Limited chances in front of the net and in key scoring areas make things a lot easier on goalies. If Price can continue to find his footing, having this kind of support makes it more than likely the team will continue to turn in great performances.

It’s not just the veterans who are playing well either. Eighteen-year-old Jesperi Kotkaniemi is quietly becoming one of the best forwards on the team, even with limited ice time.

Bill Comeau/SKATR

Max Domi is currently shooting the lights out, and is proving a lot of his detractors wrong so far this season, but Kotkaniemi is trending just as well, if not better, in his underlying numbers as well. What’s more is he’s doing it with lesser linemates, time on ice, and a poor shooting percentage.
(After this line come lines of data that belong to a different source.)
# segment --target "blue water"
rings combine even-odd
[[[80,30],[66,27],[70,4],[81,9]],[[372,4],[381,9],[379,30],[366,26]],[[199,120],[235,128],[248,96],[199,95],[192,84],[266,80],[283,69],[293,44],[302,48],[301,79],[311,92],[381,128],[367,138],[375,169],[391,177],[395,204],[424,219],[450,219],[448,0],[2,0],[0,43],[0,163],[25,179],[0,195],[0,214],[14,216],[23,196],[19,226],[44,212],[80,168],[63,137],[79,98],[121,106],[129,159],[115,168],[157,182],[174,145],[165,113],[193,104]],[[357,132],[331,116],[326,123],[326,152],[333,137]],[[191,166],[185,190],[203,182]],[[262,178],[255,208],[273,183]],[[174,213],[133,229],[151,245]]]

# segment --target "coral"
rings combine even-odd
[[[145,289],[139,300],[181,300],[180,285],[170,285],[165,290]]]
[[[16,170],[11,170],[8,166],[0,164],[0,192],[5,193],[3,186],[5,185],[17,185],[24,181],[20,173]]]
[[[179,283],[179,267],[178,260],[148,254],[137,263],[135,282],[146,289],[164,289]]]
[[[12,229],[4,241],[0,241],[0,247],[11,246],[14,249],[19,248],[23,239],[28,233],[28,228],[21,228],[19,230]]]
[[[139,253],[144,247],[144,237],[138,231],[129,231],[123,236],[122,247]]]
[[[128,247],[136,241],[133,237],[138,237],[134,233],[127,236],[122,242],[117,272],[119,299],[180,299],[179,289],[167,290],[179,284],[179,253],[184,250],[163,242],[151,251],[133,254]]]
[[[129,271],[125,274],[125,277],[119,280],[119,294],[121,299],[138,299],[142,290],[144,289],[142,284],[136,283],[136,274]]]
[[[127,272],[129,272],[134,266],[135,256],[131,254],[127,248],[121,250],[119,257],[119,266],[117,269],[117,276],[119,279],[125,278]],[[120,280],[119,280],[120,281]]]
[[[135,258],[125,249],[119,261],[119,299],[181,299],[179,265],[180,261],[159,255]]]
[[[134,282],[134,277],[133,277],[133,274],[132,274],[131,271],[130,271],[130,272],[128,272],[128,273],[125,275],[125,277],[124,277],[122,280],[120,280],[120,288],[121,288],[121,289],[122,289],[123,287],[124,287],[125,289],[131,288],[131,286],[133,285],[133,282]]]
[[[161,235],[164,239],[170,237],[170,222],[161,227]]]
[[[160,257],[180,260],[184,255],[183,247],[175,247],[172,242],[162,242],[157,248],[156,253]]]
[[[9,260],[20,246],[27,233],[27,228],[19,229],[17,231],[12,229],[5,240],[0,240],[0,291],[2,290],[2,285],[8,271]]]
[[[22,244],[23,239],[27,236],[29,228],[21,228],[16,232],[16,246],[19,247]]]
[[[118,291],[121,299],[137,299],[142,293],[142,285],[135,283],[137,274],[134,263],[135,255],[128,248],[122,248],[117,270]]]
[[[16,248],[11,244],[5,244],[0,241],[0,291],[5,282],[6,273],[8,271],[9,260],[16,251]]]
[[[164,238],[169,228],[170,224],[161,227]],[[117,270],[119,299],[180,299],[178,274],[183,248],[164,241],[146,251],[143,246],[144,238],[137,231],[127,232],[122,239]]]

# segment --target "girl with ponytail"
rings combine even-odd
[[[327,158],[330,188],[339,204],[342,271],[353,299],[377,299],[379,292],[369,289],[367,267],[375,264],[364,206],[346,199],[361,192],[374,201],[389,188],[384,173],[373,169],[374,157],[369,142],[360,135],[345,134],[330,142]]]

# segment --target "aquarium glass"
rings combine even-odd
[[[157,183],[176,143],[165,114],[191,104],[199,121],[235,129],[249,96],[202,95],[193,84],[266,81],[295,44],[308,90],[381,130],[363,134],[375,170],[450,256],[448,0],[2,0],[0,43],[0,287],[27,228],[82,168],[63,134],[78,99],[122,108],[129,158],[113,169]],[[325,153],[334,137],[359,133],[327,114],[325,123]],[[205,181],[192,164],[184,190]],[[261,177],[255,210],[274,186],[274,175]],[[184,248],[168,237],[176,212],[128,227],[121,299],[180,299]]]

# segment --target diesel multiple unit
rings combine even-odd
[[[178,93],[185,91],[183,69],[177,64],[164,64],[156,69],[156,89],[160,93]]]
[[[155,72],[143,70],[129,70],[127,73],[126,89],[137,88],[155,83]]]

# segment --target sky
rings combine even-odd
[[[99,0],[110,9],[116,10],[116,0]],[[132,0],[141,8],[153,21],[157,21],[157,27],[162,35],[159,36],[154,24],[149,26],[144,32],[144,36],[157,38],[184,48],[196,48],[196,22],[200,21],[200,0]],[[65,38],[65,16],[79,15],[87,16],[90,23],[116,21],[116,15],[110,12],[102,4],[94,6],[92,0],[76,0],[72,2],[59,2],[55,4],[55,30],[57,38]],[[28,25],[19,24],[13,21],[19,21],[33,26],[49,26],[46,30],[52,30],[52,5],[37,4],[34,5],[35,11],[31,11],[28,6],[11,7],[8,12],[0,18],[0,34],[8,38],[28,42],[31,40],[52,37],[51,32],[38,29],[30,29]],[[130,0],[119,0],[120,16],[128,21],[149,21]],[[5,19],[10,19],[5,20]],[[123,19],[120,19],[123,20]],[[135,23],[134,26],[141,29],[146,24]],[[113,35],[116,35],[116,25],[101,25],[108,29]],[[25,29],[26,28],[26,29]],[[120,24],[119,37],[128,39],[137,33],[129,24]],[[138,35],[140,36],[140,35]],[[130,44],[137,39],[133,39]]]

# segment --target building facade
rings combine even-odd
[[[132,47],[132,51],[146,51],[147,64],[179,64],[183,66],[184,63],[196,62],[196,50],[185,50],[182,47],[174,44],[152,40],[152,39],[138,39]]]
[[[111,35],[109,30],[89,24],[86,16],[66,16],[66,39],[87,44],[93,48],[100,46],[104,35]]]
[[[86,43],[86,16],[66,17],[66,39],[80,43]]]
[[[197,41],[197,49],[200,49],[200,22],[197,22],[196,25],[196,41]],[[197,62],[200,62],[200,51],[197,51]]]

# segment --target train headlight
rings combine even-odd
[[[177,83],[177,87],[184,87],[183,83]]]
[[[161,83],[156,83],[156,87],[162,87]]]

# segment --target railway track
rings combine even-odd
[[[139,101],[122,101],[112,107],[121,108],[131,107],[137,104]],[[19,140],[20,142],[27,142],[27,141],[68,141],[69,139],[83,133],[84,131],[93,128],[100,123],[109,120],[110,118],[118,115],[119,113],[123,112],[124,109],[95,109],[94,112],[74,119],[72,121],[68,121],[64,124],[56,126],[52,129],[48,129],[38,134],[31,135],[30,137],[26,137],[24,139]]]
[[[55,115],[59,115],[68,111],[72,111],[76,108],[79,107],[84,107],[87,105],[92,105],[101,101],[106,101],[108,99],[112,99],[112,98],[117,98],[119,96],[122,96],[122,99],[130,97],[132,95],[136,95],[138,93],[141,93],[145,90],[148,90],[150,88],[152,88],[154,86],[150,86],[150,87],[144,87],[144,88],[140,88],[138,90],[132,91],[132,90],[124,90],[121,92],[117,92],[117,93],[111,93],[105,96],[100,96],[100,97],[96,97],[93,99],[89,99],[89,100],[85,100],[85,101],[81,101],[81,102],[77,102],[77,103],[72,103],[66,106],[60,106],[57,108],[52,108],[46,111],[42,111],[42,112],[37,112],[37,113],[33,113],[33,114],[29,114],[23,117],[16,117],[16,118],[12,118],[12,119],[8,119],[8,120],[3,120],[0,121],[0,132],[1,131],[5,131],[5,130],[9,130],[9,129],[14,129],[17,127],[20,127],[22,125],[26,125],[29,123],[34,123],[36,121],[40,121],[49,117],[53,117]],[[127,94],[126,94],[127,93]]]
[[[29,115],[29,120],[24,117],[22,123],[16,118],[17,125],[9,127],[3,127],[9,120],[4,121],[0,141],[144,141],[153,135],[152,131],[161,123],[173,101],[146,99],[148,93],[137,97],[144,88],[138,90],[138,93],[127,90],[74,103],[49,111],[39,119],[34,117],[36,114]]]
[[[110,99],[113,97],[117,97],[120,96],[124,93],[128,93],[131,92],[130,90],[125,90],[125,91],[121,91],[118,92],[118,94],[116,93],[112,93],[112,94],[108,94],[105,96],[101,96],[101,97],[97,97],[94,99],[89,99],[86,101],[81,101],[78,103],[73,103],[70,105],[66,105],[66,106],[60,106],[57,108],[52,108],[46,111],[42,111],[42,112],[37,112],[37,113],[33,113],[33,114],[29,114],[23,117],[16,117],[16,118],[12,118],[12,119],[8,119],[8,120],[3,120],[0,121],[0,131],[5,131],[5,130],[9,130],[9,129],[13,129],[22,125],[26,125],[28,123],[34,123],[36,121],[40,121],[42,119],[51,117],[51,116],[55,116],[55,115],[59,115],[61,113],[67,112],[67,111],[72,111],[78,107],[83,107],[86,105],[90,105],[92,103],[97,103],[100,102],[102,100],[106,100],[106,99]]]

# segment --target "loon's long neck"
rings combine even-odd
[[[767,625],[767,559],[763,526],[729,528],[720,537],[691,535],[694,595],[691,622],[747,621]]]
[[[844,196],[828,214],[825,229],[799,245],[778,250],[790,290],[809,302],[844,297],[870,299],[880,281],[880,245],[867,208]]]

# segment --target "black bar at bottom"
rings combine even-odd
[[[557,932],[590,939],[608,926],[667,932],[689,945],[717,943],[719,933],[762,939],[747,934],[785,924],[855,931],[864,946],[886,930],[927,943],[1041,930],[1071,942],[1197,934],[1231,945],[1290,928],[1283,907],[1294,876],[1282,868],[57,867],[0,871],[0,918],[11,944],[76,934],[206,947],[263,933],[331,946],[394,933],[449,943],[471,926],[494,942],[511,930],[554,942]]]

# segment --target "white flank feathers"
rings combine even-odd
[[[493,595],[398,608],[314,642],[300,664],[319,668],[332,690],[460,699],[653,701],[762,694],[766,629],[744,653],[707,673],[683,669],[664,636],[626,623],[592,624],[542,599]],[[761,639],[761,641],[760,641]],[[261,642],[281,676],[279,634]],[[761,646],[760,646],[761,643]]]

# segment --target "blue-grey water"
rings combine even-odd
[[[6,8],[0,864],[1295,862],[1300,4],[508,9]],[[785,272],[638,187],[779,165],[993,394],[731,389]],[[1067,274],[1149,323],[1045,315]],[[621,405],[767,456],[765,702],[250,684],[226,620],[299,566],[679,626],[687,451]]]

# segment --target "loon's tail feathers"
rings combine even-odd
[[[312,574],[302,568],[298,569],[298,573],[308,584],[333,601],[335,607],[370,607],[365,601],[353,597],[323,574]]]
In spite of that, he’s controlling the puck at both ends of the ice.

If this is what Kotkaniemi is doing in his rookie year with limited time, it’s not impossible to envision him exploding offensively if given a spin with Gallagher and Tatar at the top of the lineup.

On defence, Jeff Petry is putting together another fantastic campaign, and since returning, Shea Weber has looked like he hasn’t missed much time at all.

At 5-on-5, Petry was a workhorse in Weber’s absence, playing almost 40 minutes more then the closest defender, putting together an impressive 54.75% Corsi-for percentage, while starting most of his shifts outside the offensive zone.

In his four games back, Weber has an incredible 60.87% CF%, and appears to have found a solid partner in Brett Kulak. Before joining Weber, Kulak and Petry had also formed an outstanding pair at 5-on-5, enough so that Claude Julien had little issue putting the AHL call-up onto a pair with Weber this past week.

The team is playing incredibly well, that can’t be denied, and they’re doing it minus Joel Armia who was a top-nine staple and provides great defensive value. They’re doing it with a fourth line made up of AHL call-ups and Nicolas Deslauriers while Charles Hudon sits in the press box, so the Canadiens can actually improve on this great start to the season. They’re doing the right things, even if the lineup hasn’t always been optimized for it.

The results are trending toward a position just outside the playoff picture based on various prediction models, but the Canadiens have been beating projections all season long. They have the underlying numbers to match the best teams of the NHL, a surefire top line that is consistently playing lights out each night, and they also have a rookie star primed to explode offensively at any moment.

The Canadiens look like they’re actually good, and that bodes well for the future of this team as their top prospects come to roost in the following years. It’s all part of the process, and whatever Julien and his staff are doing should be trusted to continue going forward.